Na área de open source, ele migrou 99,9% dos usuários para BR Office e diversas estações de trabalho são baseadas em Linux. Há um trabalho de migração, mas com olhos voltados à compatibilidade, de aplicações que ainda não rodam em Linux. O Windows está instalado, ainda, por conta de softwares legados e outros aplicativos não compatíveis com outras plataformas.
Na parte industrial, o esforço está em automatizar alguns pontos. “Hoje é tudo manual, mas passará a ser automatizado. Estoque e expedição terão controle e isso vai permitir gestão das informações para custo e qualidade, será algo muito grande em relação à cultura”, aponta. A primeira fase do projeto, abraçando a área de coleta de leite, entra em operação em setembro. A divisão de carnes ainda levará uns sete meses para contar com a automação.

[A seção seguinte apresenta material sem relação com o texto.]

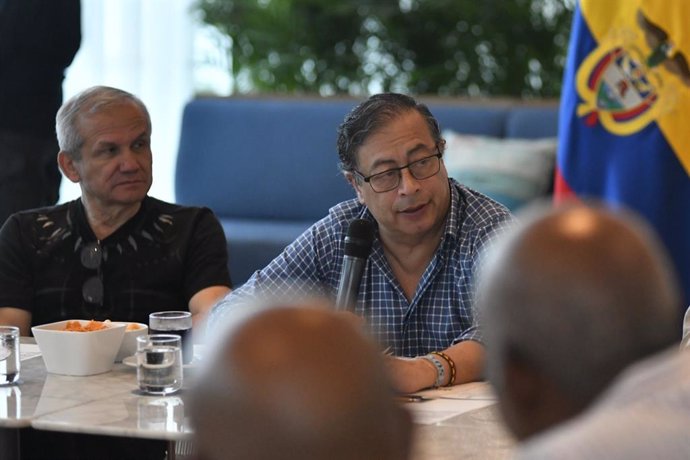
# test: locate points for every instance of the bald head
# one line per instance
(574, 295)
(300, 383)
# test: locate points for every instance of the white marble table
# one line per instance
(466, 425)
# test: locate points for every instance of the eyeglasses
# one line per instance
(91, 258)
(389, 179)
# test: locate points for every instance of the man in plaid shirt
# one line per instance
(416, 293)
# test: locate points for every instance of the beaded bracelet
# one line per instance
(451, 365)
(440, 370)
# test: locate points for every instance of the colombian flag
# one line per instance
(625, 115)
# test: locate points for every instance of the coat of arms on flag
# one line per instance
(625, 106)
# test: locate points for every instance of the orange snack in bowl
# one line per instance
(76, 326)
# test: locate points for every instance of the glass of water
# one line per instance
(159, 363)
(175, 322)
(9, 355)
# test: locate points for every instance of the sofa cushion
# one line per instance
(252, 244)
(511, 171)
(269, 159)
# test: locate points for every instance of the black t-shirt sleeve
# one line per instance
(16, 288)
(207, 256)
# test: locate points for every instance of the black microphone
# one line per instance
(360, 235)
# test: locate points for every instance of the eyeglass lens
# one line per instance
(91, 257)
(420, 169)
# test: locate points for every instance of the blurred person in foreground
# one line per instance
(297, 382)
(38, 41)
(571, 300)
(417, 285)
(114, 253)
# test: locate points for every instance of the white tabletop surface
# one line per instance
(457, 423)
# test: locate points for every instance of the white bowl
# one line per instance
(129, 342)
(78, 353)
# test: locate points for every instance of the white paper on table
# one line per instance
(28, 351)
(437, 410)
(473, 390)
(440, 404)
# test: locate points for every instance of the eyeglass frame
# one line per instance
(367, 179)
(95, 282)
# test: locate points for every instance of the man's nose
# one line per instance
(408, 183)
(129, 160)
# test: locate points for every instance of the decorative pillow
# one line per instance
(511, 171)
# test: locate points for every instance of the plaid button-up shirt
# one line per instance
(441, 312)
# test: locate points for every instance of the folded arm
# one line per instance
(414, 374)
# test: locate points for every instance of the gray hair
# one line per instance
(579, 293)
(88, 102)
(370, 116)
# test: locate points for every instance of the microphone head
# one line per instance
(360, 236)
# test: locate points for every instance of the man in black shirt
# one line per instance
(114, 253)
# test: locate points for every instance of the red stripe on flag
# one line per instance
(561, 190)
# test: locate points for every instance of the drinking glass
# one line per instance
(175, 322)
(159, 363)
(9, 355)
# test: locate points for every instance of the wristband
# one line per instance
(440, 370)
(451, 366)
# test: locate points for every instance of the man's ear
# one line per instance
(67, 166)
(355, 185)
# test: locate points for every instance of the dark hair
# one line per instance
(370, 116)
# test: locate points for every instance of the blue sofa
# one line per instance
(268, 166)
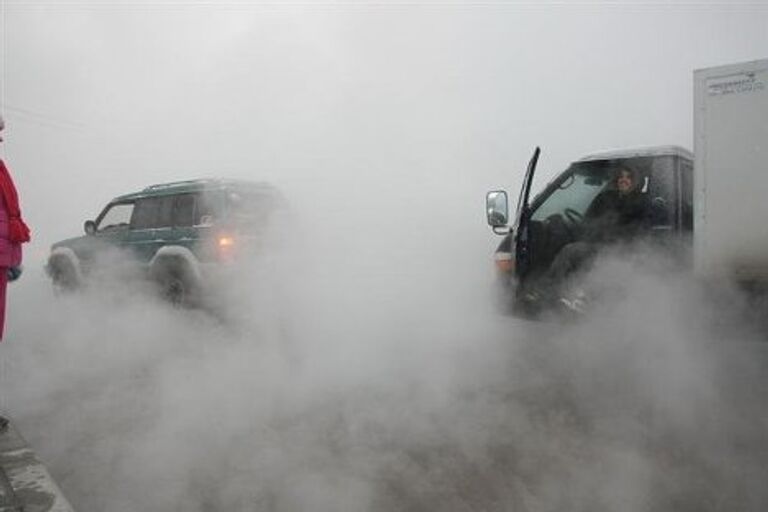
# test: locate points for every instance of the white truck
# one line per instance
(731, 172)
(722, 206)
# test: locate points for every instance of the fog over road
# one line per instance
(349, 400)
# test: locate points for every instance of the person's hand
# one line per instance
(14, 273)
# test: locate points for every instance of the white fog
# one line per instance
(361, 362)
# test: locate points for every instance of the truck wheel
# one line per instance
(176, 287)
(64, 277)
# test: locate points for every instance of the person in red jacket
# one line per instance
(13, 232)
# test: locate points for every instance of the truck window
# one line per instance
(661, 189)
(153, 212)
(573, 192)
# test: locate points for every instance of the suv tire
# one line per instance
(64, 276)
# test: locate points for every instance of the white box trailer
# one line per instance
(731, 171)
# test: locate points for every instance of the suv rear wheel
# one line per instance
(64, 276)
(176, 285)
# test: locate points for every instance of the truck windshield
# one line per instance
(573, 191)
(571, 194)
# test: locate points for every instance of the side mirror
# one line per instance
(90, 227)
(497, 208)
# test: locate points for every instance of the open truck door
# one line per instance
(512, 257)
(521, 235)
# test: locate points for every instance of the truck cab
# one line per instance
(557, 215)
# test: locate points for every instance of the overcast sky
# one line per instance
(417, 108)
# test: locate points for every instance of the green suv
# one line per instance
(180, 235)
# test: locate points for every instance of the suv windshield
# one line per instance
(116, 216)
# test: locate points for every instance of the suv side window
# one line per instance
(184, 210)
(116, 216)
(152, 212)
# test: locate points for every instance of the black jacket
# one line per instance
(616, 217)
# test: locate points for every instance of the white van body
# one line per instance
(731, 171)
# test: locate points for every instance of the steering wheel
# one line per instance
(574, 217)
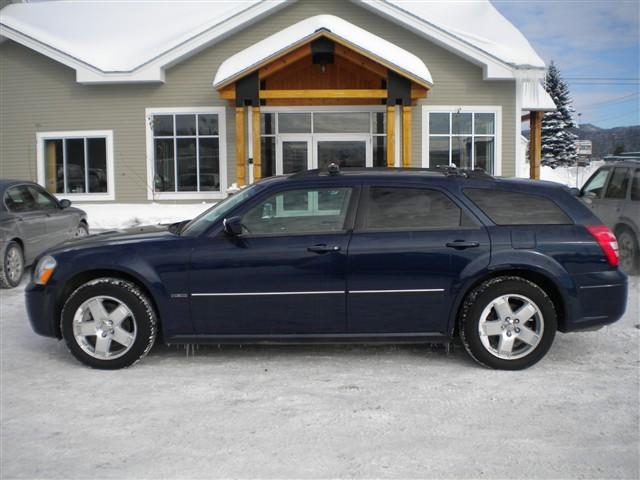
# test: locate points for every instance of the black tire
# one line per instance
(141, 322)
(479, 306)
(12, 268)
(629, 257)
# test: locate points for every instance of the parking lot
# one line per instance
(406, 411)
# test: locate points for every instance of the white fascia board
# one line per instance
(493, 68)
(152, 71)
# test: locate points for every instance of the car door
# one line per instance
(406, 256)
(30, 220)
(286, 274)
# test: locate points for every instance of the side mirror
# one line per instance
(232, 226)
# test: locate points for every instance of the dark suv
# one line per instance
(613, 193)
(354, 256)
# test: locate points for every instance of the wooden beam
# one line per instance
(241, 169)
(535, 144)
(406, 136)
(284, 61)
(338, 93)
(391, 136)
(255, 132)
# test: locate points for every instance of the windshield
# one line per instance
(216, 213)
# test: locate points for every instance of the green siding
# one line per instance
(39, 94)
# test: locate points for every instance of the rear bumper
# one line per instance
(601, 300)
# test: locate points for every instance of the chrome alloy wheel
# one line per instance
(104, 327)
(511, 326)
(14, 265)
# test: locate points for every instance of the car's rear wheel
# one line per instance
(629, 261)
(108, 323)
(12, 267)
(508, 323)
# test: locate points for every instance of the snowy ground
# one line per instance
(320, 411)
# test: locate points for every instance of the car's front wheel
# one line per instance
(108, 323)
(508, 323)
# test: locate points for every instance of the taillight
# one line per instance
(607, 241)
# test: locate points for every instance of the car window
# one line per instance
(617, 187)
(512, 208)
(596, 182)
(293, 212)
(18, 199)
(43, 200)
(394, 208)
(635, 185)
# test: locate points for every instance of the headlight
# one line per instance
(44, 269)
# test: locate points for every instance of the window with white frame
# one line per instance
(186, 151)
(466, 138)
(77, 164)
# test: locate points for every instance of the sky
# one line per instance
(596, 46)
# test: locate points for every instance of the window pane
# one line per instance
(185, 124)
(75, 165)
(164, 180)
(268, 156)
(54, 170)
(439, 123)
(484, 123)
(379, 151)
(438, 151)
(209, 164)
(379, 122)
(484, 154)
(343, 122)
(207, 124)
(617, 187)
(410, 208)
(163, 125)
(97, 159)
(511, 208)
(187, 166)
(267, 123)
(461, 123)
(294, 122)
(461, 152)
(307, 211)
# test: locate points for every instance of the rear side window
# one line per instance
(617, 187)
(397, 208)
(512, 208)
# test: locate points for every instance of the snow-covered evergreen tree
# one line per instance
(558, 147)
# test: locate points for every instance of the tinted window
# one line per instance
(595, 183)
(18, 199)
(511, 208)
(299, 211)
(617, 187)
(411, 209)
(635, 186)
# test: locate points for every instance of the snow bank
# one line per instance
(124, 215)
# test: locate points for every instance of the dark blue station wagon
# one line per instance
(342, 256)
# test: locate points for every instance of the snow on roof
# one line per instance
(107, 41)
(298, 33)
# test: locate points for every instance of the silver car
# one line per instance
(32, 221)
(613, 193)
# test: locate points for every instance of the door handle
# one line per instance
(323, 248)
(461, 244)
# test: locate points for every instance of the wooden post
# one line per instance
(391, 136)
(241, 160)
(255, 132)
(406, 136)
(535, 145)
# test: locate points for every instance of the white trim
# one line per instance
(495, 109)
(222, 144)
(63, 135)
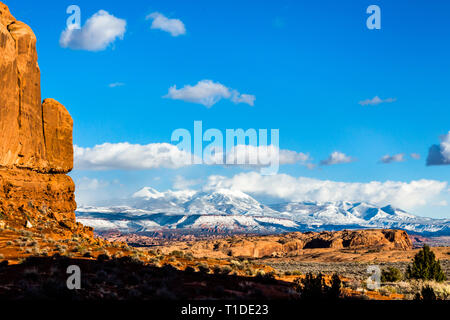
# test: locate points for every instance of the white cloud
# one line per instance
(208, 93)
(405, 195)
(440, 154)
(88, 184)
(264, 155)
(376, 101)
(174, 26)
(116, 84)
(336, 158)
(182, 183)
(395, 158)
(100, 30)
(126, 156)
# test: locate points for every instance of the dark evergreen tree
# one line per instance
(425, 266)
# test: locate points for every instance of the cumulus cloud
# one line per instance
(395, 158)
(208, 93)
(264, 155)
(126, 156)
(336, 158)
(100, 30)
(376, 101)
(181, 183)
(116, 84)
(174, 26)
(407, 195)
(440, 154)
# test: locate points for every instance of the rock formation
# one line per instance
(36, 150)
(292, 244)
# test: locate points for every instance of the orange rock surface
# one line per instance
(36, 149)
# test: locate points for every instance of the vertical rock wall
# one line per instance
(36, 150)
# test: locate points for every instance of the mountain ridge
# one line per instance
(232, 211)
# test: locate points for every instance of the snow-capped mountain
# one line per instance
(228, 210)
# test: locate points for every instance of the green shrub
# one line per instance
(313, 287)
(391, 274)
(425, 266)
(426, 294)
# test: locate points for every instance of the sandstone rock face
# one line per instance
(36, 149)
(293, 244)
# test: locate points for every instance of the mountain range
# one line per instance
(232, 211)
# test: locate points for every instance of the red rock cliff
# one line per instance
(36, 149)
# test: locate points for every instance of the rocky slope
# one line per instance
(294, 244)
(36, 150)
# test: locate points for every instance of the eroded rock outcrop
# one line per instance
(36, 150)
(292, 244)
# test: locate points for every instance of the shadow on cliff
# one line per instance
(44, 278)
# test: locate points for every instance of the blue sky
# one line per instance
(308, 64)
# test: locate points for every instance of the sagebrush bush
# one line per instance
(313, 287)
(425, 266)
(391, 274)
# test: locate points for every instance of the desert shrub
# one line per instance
(391, 274)
(203, 268)
(226, 270)
(177, 253)
(189, 269)
(103, 257)
(425, 266)
(264, 277)
(426, 294)
(313, 287)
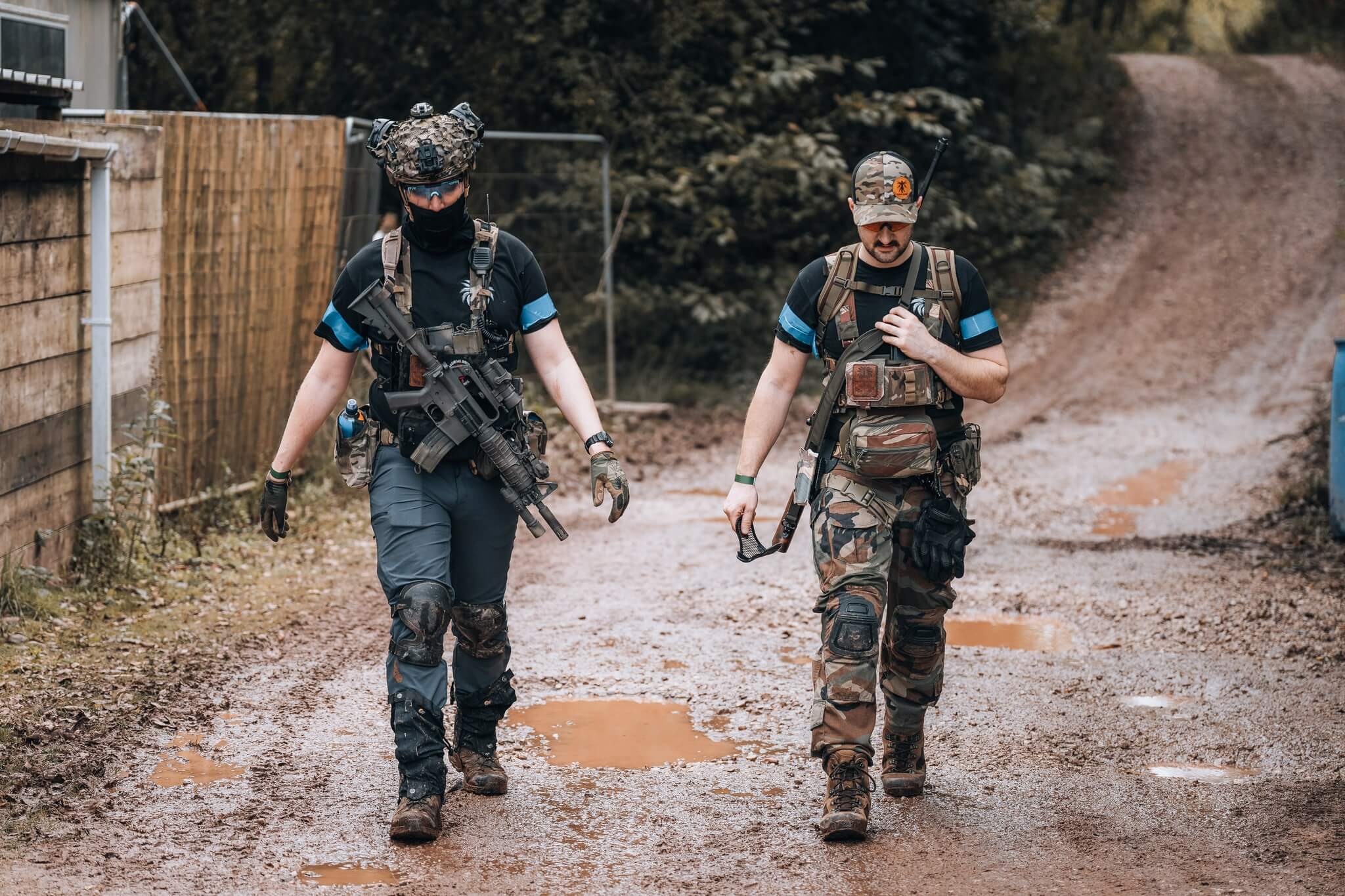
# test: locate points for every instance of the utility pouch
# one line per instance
(963, 459)
(889, 445)
(355, 456)
(877, 382)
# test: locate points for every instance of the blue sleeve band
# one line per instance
(537, 310)
(345, 333)
(978, 324)
(794, 326)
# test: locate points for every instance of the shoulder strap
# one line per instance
(943, 272)
(837, 299)
(397, 251)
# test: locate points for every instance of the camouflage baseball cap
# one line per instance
(884, 190)
(427, 148)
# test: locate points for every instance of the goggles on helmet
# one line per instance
(879, 224)
(443, 188)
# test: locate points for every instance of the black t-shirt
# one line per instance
(439, 296)
(977, 327)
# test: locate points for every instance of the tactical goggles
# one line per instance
(443, 188)
(879, 224)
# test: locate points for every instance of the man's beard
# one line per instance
(896, 247)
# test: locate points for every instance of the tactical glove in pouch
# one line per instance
(940, 540)
(963, 459)
(889, 445)
(355, 456)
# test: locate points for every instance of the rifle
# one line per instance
(896, 354)
(467, 400)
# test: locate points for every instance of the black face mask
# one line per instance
(437, 230)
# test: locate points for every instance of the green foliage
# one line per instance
(23, 590)
(114, 544)
(735, 128)
(1298, 26)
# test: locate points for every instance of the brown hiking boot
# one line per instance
(482, 773)
(903, 759)
(416, 821)
(845, 812)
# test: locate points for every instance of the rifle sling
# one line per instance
(860, 349)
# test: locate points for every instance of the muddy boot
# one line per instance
(416, 821)
(903, 752)
(482, 771)
(845, 813)
(472, 746)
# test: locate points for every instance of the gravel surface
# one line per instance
(1192, 330)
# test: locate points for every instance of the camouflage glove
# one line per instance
(940, 540)
(606, 473)
(273, 499)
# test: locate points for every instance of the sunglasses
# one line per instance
(891, 224)
(428, 191)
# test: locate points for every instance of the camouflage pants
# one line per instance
(864, 567)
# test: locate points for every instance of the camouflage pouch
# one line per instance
(889, 445)
(963, 459)
(877, 382)
(355, 456)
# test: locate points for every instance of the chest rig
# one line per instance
(889, 379)
(477, 339)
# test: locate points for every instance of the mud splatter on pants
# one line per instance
(454, 528)
(864, 567)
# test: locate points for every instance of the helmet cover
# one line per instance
(428, 148)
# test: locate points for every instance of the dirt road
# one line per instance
(1165, 721)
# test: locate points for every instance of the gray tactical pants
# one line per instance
(449, 527)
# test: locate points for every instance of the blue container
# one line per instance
(351, 422)
(1337, 457)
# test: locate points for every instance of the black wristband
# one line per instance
(598, 437)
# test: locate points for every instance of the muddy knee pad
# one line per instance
(482, 629)
(418, 734)
(423, 608)
(845, 675)
(915, 657)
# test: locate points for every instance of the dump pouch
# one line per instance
(879, 382)
(355, 456)
(889, 445)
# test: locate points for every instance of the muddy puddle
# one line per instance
(188, 766)
(1156, 700)
(619, 734)
(1009, 633)
(349, 874)
(1201, 771)
(1149, 488)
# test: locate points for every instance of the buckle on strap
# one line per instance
(876, 501)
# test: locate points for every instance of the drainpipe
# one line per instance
(1337, 444)
(100, 326)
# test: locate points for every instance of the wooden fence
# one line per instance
(45, 473)
(250, 209)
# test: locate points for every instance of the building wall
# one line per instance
(45, 364)
(93, 42)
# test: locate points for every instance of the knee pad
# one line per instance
(423, 608)
(853, 628)
(481, 628)
(920, 639)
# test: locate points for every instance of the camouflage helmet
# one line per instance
(427, 148)
(885, 190)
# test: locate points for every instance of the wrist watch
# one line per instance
(598, 437)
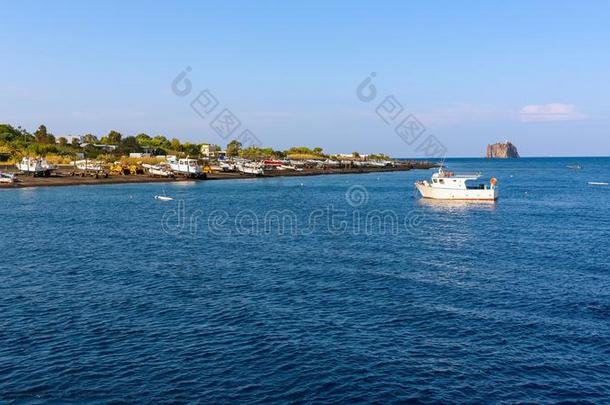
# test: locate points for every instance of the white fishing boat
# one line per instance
(89, 165)
(7, 178)
(35, 166)
(226, 166)
(253, 168)
(446, 185)
(185, 167)
(158, 170)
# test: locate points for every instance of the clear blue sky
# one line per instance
(534, 72)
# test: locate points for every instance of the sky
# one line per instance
(466, 73)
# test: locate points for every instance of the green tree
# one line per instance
(175, 145)
(143, 139)
(233, 148)
(41, 134)
(114, 138)
(90, 139)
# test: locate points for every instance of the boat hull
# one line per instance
(436, 193)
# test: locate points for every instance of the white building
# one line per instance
(209, 150)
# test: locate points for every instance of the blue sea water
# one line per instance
(342, 288)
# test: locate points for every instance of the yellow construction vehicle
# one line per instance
(119, 169)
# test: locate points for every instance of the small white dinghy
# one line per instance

Se na Frimesa existe forte movimentação, na Citrovita, empresa do grupo Votorantim e sexta colocada na categoria, o ano é de elaborar planos. A companhia acordou em maio deste ano a fusão com a Citrosuco para formar o maior produtor mundial de suco de laranja e ainda aguarda aprovação do Conselho Administrativo de Defesa Econômica (Cade) para a operação. Enquanto isso, as equipes apenas elaboram planos visando à possível junção. O CIO, Humberto Shida, entretanto, chama a atenção para algumas iniciativas implantadas em 2009 – quando contou com R$ 7,5 milhões de orçamento. O que mais se destaca é um projeto batizado de solução de agricultura de precisão que interfere diretamente no preço final do produto. Eles elaboraram um processo agrícola, integrado ao sistema de gestão e com apoio de georeferência e computador de bordo, para controle de infestação de pomar. Antes, o profissional saia a campo, avaliava, voltava e passava a informação se havia ou não presença de doença nas árvores. Faltava “acuracidade”. Além disso, na identificação de 10% de infestação, uma área inteira era pulverizada. Com a automação tudo mudou. Para fazer a coleta do dado, o profissional tem que ir até o local que foi recomendado e, enquanto não chega ao ponto, o sistema não abre para apontamento por conta do GPS. “Temos certeza de que coleta está dentro do modelo proposto.” Além disso, se a infestação atingiu uma pequena área, com as informações descarregadas no computador de bordo dos tratores, a pulverização abre apenas no ponto de infestação. “Gera muita economia com insumos e barateia o custo da fruta.”